= Kerala Social Security Mission =

Social security scheme in Kerala, India

The Kerala Social Security Mission (KSSM) is a government initiative aimed at providing social welfare services and support to vulnerable populations in the state of Kerala, India. Established under the Department of Social Justice, KSSM plays a crucial role in ensuring social security for marginalized groups, including elderly citizens, disabled individuals, widows, and people living below the poverty line. The mission seeks to enhance the quality of life for these communities by offering various welfare programs, healthcare initiatives, and financial aid schemes. The initiative was started in 2008 as a charitable society under the Government of Kerala.

==Organizational setup==
The Kerala Social Security Mission is headed by a governing body consisting of 15 individuals, including the minister for social justice as chairman.

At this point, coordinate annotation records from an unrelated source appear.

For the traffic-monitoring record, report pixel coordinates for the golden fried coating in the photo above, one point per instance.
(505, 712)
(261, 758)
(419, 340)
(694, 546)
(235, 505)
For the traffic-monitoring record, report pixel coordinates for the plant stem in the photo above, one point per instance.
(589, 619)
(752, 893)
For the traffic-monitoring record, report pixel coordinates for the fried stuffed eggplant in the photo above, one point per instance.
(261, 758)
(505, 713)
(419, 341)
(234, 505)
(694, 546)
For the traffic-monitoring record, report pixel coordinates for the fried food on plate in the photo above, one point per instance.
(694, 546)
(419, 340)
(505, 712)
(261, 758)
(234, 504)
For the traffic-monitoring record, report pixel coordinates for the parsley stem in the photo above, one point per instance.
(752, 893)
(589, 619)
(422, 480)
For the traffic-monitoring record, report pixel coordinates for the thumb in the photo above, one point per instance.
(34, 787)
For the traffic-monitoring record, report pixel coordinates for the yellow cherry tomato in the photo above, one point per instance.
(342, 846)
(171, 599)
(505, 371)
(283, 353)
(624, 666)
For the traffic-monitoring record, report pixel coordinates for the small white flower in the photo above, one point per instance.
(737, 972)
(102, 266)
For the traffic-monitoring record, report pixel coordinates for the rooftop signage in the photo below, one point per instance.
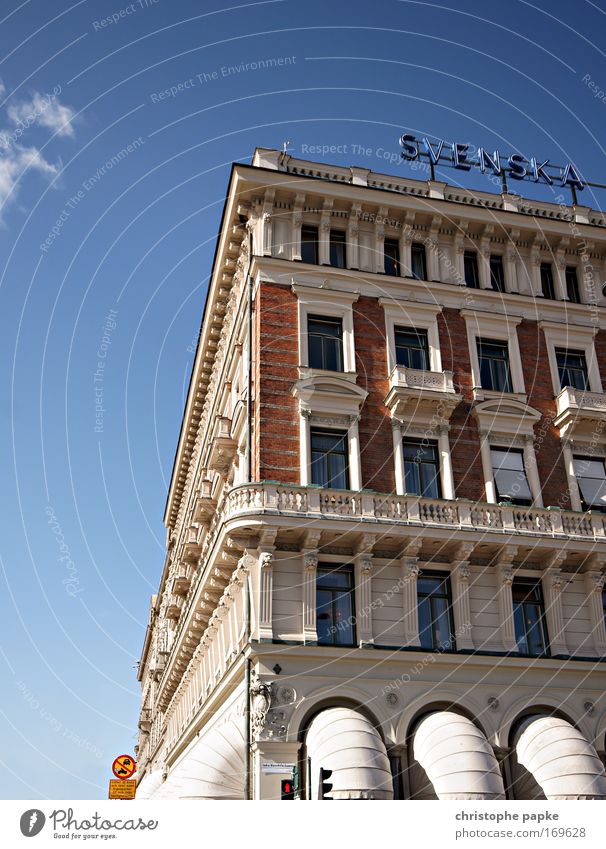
(513, 165)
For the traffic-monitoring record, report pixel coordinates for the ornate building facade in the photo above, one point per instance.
(386, 537)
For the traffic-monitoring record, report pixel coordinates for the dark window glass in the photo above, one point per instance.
(497, 273)
(470, 266)
(572, 368)
(334, 606)
(529, 617)
(572, 285)
(493, 358)
(337, 248)
(325, 343)
(509, 475)
(422, 468)
(547, 281)
(309, 245)
(412, 348)
(436, 629)
(418, 261)
(329, 465)
(391, 253)
(591, 478)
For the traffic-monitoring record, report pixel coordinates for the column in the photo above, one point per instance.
(573, 487)
(310, 568)
(398, 453)
(491, 495)
(363, 598)
(459, 578)
(594, 586)
(530, 464)
(505, 580)
(553, 583)
(410, 573)
(446, 476)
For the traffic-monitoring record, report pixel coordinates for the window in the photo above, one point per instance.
(337, 248)
(412, 348)
(591, 478)
(436, 628)
(470, 269)
(547, 281)
(391, 253)
(572, 368)
(493, 359)
(421, 468)
(329, 462)
(309, 245)
(510, 479)
(497, 274)
(572, 285)
(529, 617)
(325, 342)
(418, 261)
(334, 606)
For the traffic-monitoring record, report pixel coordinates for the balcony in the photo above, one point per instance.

An executive committee headed by the secretary to government and consisting of five members take care of the day-to-day functioning of the mission. There are three regional directors, two in Thiruvananthapuram and one in Kozhikode.

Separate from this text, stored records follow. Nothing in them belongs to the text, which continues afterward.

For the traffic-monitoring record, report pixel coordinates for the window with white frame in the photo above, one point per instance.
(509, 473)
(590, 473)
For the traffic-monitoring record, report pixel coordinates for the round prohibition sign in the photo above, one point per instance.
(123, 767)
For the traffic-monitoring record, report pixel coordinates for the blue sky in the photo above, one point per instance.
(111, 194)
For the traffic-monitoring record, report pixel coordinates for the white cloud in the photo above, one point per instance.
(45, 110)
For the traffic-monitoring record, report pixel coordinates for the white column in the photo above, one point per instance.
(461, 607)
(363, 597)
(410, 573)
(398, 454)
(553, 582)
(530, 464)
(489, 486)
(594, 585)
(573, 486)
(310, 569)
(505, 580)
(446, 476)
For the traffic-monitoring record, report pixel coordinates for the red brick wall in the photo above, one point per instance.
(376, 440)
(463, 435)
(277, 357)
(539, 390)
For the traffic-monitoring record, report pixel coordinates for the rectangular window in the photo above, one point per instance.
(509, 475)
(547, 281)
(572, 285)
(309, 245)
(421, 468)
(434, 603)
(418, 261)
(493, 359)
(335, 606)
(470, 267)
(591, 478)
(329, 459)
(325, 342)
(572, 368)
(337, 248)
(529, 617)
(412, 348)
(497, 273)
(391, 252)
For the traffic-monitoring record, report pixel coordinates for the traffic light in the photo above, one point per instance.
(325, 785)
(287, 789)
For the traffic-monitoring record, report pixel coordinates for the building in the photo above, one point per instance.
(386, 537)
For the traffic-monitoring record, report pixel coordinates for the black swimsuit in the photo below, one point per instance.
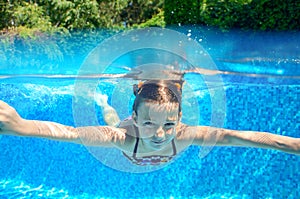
(150, 160)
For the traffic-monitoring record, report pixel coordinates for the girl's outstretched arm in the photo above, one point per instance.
(12, 124)
(203, 135)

==Social Security programs==
- Vayomithram Project, launched in 2010–11, aims at providing comprehensive healthcare and support services to senior citizens aged 65 and above.
- Karunya HealthCare Scheme is a health insurance scheme to provide financial assistance for the treatment of serious diseases and medical conditions for individuals from economically weaker sections of society.

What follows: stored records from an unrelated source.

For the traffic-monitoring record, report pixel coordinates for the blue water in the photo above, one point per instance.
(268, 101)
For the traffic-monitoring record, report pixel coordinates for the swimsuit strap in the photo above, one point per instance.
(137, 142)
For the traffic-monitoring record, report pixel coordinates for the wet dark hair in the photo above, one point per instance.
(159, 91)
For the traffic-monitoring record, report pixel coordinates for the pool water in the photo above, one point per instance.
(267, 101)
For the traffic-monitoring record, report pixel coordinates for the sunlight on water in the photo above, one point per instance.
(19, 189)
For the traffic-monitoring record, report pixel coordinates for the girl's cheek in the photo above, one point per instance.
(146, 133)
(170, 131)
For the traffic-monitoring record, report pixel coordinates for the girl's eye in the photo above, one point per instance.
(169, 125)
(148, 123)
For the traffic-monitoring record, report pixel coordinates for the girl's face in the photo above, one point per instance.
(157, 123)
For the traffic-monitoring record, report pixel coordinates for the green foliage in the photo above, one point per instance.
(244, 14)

- Sruthitharangam is a cochlear implantation scheme to provide financial assistance for children with severe hearing impairment.
- Thalolam Scheme is an initiative to provide free medical treatment for children below the age of 18 suffering from chronic diseases such as chronic kidney disease, cardiovascular diseases, cerebral palsy, brittle bone disease, hemophilia, thalassemia, sickle cell anemia, orthopedic deformities, congenital anomalies, neurodevelopmental disabilities and accidents needing surgery.
- Snehapoorvam Scheme aims at providing financial assistance and social support to children from economically disadvantaged families, especially those who have lost their parents or guardians.
- Samaswasam Scheme is an initiative designed to support patients with various chronic medical conditions.
- Snehasparsham is an initiative for protecting unwed mothers.